Na katowickim placu Synagogi planowana jest wycinka drzew. Właściciel działki planuje odbudować w tym miejscu dawną synagogę. Miasto stanowczo protestuje. Władze nie godzą się również na przesadzenie drzew, które nie tylko są w bardzo dobrym stanie, ale posiadają też cenne walory przyrodniczo-krajobrazowe.

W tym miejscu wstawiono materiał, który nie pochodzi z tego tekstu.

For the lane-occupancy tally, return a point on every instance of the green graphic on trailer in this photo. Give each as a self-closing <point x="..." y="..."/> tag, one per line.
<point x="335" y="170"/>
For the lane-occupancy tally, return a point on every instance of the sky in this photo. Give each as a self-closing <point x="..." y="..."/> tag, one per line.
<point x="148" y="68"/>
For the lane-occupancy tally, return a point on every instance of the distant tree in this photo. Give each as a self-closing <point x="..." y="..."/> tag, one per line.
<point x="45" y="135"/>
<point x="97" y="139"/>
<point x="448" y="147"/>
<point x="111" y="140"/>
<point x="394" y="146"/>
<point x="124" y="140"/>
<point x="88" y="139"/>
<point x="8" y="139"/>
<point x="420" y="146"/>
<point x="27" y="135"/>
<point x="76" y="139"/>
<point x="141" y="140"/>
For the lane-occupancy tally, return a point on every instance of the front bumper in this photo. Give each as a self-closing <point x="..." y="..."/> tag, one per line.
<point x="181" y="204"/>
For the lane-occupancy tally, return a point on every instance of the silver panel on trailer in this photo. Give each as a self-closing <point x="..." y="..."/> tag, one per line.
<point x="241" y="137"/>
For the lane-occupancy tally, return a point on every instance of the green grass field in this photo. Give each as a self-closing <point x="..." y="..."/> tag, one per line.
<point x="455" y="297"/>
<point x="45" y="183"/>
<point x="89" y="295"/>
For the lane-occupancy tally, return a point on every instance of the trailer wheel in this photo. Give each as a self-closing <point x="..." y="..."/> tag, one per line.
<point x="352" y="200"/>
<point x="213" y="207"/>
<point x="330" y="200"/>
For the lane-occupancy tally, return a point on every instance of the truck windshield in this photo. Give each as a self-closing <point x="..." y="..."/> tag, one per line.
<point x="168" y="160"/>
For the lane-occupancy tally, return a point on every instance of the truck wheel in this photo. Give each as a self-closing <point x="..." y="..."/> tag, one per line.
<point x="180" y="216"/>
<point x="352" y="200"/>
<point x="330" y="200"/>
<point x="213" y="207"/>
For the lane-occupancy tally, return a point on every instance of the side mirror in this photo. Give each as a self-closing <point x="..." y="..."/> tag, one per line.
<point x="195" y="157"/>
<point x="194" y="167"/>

Wniosek o wycinkę 13 drzew wpłynął do Urzędu Miasta
Kilka dni temu do katowickiego Urzędu Miasta wpłynął wniosek dotyczący wycinki 13 drzew z placu Synagogi. Mowa jest o dużych, zdrowych drzewach, które znajdują się na terenie położonym pomiędzy ulicami Mickiewicza i Skargi. Od wielu lat w miejscu tym funkcjonuje lokalny targ. Adam Grządziel, właściciel działki planuje odtworzenie w tym miejscu znajdującej się tam niegdyś synagogi. Jak podkreśla, budynek nie będzie docelowo stanowił miejsca kultu religijnego. Ma to być bowiem centrum kulturalne, wyposażone w salę koncertową i teatralną oraz halę wystawową. Grządziel zapewnia też, że nie chodzi o wycinkę, a wyłącznie o przesadzenie drzew.
Stanowisko Urzędu Miasta
Urząd Miasta zapoznał się z wnioskiem, ale nie wyraził zgody, ani na wycinkę, ani na przesadzenie drzew. Decyzję tę argumentowano faktem, że każde z drzew jest w bardzo dobrym stanie fitosanitarnym, przy czym posiadają one wartość przyrodniczo – krajobrazową. Ponadto zmniejszają one tzw. wyspy ciepła oraz stanowią siedliska ptaków znajdujących się pod ochroną. Wyrażono zgodę na usunięcie tylko jednego drzewa – wierzby, która jest obumarła i tworzy zagrożenie dla przechodniów.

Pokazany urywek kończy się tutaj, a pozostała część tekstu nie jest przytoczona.